# Windows 10 Dauerschleife bei Installation



## pjh89 (5. August 2017)

Hallo liebes Forum,

ich verzweifele gerade an der Installation von Windows 10. 

Vorab meine Daten:
_*Intel I5 2500k 3.30GHz
AS Rock Z68 Pro3 Gen 3
Samsung SSD 250 GB
Installation per USB (Stick zur Sicherheit schon ausgetauscht)*_

Wenn ich im BIOS nur den USB Stick zum booten aktivere, kann ich normal auf die Festplatte zugreifen und eine Partition für Windows formatieren und auswählen. Danach passiert folgendes:

Windows-Dateien werden kopiert *ok*
Dateien werden für die Installation vorbereitet *ok*
Features werden installiert *ok*
Updates werden installiert *ok*
PC startet planmäßig neu, setzt die Installation aber im Anschluss nicht fort, sondern will wieder von vorne installieren.

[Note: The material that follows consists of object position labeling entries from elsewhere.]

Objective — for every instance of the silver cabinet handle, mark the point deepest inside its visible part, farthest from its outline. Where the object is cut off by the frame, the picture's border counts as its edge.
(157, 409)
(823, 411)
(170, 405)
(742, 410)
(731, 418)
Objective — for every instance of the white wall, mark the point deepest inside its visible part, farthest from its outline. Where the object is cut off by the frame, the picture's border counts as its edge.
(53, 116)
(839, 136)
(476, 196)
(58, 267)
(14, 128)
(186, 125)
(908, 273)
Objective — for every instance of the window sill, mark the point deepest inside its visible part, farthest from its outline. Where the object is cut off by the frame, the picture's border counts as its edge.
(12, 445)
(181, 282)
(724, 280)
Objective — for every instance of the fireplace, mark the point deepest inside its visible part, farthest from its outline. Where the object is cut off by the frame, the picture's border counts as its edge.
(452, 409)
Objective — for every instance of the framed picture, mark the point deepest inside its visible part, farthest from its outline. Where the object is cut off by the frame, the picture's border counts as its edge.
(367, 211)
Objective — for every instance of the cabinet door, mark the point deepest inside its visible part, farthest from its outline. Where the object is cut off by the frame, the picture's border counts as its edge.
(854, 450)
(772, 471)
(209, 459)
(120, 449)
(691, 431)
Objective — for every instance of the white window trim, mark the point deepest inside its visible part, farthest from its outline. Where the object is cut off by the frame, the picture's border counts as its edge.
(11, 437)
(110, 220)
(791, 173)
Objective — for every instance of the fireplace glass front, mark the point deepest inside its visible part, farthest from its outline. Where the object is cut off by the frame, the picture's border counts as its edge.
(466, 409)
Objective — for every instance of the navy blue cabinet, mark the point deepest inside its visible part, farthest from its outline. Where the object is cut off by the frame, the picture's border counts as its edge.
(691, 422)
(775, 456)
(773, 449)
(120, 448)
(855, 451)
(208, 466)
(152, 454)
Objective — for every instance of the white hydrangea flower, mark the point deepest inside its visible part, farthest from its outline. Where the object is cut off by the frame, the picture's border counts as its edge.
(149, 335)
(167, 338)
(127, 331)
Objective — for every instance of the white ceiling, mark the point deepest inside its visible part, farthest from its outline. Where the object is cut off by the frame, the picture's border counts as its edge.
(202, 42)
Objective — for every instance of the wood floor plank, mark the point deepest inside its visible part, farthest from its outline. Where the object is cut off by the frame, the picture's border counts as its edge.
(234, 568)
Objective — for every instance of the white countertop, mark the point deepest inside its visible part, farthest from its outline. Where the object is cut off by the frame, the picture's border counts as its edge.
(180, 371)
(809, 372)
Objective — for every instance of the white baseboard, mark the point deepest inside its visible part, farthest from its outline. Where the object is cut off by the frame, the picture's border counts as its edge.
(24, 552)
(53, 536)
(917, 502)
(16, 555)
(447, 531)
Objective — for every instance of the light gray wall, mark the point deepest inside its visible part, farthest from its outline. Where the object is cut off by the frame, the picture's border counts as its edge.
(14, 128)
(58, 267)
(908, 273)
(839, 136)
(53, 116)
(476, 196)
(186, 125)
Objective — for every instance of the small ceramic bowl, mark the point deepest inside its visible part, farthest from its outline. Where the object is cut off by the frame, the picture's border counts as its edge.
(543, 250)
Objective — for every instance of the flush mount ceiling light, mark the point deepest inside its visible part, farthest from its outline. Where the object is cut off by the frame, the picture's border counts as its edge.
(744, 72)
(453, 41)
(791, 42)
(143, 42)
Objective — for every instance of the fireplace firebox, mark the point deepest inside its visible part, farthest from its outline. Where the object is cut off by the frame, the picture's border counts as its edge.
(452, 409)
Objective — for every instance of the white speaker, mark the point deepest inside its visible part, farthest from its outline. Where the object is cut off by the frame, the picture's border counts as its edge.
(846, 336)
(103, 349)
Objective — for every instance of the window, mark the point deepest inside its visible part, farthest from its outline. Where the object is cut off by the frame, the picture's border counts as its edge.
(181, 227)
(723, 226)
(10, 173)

Wähle ich im Bios zusätzlich die SSD zum booten (Egal ob an Position Eins oder Zwei) aus, kann ich bei der Installation keine Partition für Windows auswählen, sondern bekomme folgende Fehlermeldung:

_*"Windows kann auf dem Datenträger nicht installiert werden. Die Hardware des Computers unterstützt möglicherweise das Starten mit diesem Datenträger nicht. Stellen Sie sicher, das der Controller des Datenträgers im BIOS-Menu des Computers aktiviert ist."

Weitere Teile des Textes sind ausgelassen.